Original Caption Released with Image:
This computer generated image depicts a view of Earth as seen from the surface of the asteroid Toutatis on Nov 29th 1996. A 2.5 degree field-of-view synthetic computer camera was used for this simulation. Toutatis is visible on this date as a twelfth magnitude object in the night sky in the constellation of Virgo and could be viewed with a medium sized telescope. Toutatis currently approaches Earth once every four years and, on Nov. 29th, 1996 will be 5.2 million kilometers away (approx. 3.3 million miles).

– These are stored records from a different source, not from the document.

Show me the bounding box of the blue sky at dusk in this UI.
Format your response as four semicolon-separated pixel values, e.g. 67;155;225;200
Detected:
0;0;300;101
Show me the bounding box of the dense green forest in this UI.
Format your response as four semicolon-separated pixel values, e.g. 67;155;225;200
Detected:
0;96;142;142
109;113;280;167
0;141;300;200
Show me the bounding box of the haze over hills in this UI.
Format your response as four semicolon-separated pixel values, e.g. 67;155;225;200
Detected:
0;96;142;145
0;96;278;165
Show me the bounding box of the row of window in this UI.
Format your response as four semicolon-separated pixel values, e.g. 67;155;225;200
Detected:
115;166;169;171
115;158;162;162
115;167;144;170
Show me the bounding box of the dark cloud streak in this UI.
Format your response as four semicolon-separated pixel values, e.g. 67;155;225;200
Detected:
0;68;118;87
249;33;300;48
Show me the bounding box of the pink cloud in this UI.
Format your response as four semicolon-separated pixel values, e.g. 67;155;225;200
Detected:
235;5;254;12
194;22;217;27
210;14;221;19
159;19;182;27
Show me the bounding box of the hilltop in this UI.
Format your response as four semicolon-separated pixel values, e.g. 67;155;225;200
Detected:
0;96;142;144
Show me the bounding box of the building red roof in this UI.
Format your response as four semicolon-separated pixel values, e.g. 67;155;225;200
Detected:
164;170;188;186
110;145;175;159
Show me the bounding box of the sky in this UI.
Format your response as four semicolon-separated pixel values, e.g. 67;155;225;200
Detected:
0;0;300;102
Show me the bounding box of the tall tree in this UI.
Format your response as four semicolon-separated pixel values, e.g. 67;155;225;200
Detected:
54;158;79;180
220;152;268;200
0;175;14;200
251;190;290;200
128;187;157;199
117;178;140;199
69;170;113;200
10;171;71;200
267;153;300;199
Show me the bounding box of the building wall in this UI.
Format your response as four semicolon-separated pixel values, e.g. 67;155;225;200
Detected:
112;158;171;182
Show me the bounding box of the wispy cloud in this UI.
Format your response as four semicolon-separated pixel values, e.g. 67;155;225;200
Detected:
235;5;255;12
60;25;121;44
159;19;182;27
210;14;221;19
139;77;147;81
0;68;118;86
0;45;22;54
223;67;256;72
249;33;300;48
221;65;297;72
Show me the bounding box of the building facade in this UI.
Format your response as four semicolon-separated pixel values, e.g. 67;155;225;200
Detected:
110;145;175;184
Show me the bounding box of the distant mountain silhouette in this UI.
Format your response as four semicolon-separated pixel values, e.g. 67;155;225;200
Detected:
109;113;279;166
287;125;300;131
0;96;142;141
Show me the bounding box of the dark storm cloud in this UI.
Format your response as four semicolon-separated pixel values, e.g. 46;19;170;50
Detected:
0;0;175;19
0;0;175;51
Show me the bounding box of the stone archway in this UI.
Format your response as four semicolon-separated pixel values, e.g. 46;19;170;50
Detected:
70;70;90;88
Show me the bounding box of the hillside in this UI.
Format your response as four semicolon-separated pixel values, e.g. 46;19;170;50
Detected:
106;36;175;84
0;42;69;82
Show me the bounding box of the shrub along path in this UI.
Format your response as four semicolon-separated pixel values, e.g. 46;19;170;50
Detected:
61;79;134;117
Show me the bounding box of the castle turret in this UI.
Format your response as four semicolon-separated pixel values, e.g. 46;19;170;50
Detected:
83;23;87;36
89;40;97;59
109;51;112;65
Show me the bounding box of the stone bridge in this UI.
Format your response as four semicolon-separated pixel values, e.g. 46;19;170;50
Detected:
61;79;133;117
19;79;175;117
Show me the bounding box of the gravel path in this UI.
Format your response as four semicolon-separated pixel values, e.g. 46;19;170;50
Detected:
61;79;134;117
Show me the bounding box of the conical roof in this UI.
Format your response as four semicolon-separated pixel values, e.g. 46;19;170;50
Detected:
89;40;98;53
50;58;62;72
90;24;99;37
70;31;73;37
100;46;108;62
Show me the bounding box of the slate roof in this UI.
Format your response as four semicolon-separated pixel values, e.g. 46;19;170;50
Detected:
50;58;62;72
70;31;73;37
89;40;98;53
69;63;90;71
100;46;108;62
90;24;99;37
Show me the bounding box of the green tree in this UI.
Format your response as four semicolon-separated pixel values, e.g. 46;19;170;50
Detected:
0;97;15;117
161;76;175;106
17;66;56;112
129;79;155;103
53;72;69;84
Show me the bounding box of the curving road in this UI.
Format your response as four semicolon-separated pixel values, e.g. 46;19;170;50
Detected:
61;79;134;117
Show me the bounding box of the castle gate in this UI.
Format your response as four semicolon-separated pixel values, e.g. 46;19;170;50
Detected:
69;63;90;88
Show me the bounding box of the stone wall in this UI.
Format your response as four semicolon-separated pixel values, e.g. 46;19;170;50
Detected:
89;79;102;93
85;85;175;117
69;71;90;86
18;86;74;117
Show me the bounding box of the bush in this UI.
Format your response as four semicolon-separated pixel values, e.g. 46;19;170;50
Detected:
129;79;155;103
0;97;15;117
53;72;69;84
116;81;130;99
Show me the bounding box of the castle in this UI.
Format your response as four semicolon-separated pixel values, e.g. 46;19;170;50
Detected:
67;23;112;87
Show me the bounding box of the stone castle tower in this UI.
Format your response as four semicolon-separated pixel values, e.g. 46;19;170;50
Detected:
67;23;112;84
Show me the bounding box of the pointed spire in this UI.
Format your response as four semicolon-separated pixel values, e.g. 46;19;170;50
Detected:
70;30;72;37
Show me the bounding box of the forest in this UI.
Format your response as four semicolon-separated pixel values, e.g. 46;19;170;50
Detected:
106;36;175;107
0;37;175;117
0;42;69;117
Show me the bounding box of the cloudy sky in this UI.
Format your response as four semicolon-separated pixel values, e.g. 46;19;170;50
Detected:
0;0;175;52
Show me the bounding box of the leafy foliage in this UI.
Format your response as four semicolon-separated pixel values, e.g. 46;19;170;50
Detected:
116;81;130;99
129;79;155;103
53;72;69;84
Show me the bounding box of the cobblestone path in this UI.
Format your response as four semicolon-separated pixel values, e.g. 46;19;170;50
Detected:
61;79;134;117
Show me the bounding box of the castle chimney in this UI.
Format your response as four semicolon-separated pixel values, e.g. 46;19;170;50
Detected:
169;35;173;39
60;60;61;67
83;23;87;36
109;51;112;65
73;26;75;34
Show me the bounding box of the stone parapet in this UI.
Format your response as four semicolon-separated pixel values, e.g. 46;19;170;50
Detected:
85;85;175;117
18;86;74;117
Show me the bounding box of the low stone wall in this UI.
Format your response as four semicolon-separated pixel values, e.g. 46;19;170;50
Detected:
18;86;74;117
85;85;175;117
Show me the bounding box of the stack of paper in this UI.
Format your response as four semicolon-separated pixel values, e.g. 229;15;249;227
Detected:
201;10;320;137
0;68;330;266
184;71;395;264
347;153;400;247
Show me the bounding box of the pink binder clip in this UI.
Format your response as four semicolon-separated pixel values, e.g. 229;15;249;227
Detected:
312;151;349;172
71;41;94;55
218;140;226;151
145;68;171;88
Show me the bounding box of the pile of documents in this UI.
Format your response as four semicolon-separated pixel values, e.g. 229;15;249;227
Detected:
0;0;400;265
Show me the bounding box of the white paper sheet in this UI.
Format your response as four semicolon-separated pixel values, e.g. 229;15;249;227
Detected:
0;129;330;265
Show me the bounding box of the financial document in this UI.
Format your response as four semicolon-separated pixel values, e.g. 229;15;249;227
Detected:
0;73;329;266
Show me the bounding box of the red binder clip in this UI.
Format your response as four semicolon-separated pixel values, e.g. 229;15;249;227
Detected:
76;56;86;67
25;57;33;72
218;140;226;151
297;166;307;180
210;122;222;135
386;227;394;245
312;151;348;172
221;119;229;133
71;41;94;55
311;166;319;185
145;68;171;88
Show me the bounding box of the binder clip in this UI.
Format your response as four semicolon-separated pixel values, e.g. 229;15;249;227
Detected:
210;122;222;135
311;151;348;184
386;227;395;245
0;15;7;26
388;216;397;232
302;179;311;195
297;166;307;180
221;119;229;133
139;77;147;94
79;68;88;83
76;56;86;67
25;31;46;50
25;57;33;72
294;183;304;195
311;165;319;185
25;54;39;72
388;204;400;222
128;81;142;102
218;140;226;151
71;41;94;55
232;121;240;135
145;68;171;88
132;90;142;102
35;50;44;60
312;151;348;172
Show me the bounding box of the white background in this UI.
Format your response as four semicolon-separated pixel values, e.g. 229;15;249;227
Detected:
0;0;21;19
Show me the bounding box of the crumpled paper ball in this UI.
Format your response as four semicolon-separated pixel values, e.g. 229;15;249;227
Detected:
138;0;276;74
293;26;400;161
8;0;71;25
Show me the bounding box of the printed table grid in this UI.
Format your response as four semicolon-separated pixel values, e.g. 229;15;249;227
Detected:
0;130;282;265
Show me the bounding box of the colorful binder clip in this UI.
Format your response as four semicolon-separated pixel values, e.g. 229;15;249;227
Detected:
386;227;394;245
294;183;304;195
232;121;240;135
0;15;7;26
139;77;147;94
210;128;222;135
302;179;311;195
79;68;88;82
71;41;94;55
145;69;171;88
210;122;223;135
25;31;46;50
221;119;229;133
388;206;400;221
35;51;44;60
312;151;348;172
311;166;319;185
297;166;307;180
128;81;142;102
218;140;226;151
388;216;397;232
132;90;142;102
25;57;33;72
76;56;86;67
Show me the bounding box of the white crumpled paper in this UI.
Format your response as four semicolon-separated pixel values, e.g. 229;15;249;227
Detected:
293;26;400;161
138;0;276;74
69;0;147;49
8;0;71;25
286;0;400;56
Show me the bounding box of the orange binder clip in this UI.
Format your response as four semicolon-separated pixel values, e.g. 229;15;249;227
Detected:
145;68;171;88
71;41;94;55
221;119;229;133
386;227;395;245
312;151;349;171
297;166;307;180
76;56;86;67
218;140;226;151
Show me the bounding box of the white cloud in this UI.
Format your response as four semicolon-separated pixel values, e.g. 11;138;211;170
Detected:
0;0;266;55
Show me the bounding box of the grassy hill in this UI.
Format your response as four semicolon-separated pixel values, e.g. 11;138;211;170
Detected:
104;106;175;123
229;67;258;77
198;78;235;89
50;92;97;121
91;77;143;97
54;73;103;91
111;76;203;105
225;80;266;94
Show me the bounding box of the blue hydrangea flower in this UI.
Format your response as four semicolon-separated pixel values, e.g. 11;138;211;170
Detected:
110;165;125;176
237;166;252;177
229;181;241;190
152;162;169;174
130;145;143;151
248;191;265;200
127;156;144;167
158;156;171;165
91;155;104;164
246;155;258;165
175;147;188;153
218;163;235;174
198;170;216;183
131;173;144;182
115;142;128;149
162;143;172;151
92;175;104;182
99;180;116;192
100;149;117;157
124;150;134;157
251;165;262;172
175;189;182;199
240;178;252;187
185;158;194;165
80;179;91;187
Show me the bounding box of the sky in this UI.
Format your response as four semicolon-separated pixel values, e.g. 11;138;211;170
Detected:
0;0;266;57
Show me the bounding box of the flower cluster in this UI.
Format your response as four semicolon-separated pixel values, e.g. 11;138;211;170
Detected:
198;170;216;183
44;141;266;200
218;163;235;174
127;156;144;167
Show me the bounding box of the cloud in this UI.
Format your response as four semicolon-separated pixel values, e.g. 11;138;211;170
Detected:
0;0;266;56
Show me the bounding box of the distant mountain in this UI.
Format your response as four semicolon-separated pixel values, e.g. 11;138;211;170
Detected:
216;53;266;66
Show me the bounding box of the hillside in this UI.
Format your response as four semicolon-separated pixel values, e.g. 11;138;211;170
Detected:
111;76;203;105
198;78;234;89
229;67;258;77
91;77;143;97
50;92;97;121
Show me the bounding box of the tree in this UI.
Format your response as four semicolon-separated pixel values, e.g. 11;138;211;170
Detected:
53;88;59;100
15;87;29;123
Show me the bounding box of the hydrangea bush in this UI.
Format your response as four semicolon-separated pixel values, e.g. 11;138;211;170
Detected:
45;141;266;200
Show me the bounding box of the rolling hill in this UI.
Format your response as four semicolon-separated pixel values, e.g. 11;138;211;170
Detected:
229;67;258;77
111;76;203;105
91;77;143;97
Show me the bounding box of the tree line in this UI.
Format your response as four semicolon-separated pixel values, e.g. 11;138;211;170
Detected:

In approximately 8 years, on Sept. 29th, 2004, it will be less than 1.6 million kilometers from Earth. This is only 4 times the distance to the moon, and is the closest approach predicted for any known asteroid or comet during the next 60 years.



Gaspra

Original Caption Released with Image:
This picture of asteroid 951 Gaspra is a mosaic of two images taken by the Galileo spacecraft from a range of 5,300 kilometers (3,300 miles), some 10 minutes before closest approach on October 29, 1991. The Sun is shining from the right; phase angle is 50 degrees. The resolution, about 54 meters/pixel, is the highest for the Gaspra encounter and is about three times better than that in the view released in November 1991. Additional images of Gaspra remain stored on Galileo's tape recorder, awaiting playback in November. Gaspra is an irregular body with dimensions about 19 x 12 x 11 kilometers (12 x 7.5 x 7 miles). The portion illuminated in this view is about 18 kilometers (11 miles) from lower left to upper right. The North Pole is located at upper left; Gaspra rotates counterclockwise every 7 hours. The large concavity on the lower right limb is about 6 kilometers (3.7 miles) across, the prominent crater on the terminator, center left, about 1.5 kilometers (1 mile). A striking feature of Gaspra's surface is the abundance of small craters. More than 600 craters, 100-500 meters (330-1650 feet) in diameter are visible here. The number of such small craters compared to larger ones is much greater for Gaspra than for previously studied bodies of comparable size such as the satellites of Mars. Gaspra's very irregular shape suggests that the asteroid was derived from a larger body by nearly catastrophic collisions. Consistent with such a history is the prominence of groove-like linear features, believed to be related to fractures. These linear depressions, 100-300 meters wide and tens of meters deep, are in two crossing groups with slightly different morphology, one group wider and more pitted than the other. Grooves had previously been seen only on Mars's moon Phobos, but were predicted for asteroids as well. Gaspra also shows a variety of enigmatic curved depressions and ridges in the terminator region at left. The Galileo project, whose primary mission is the exploration of the Jupiter system in 1995-97, is managed for NASA's Office of Space Science and Applications by the Jet Propulsion Laboratory.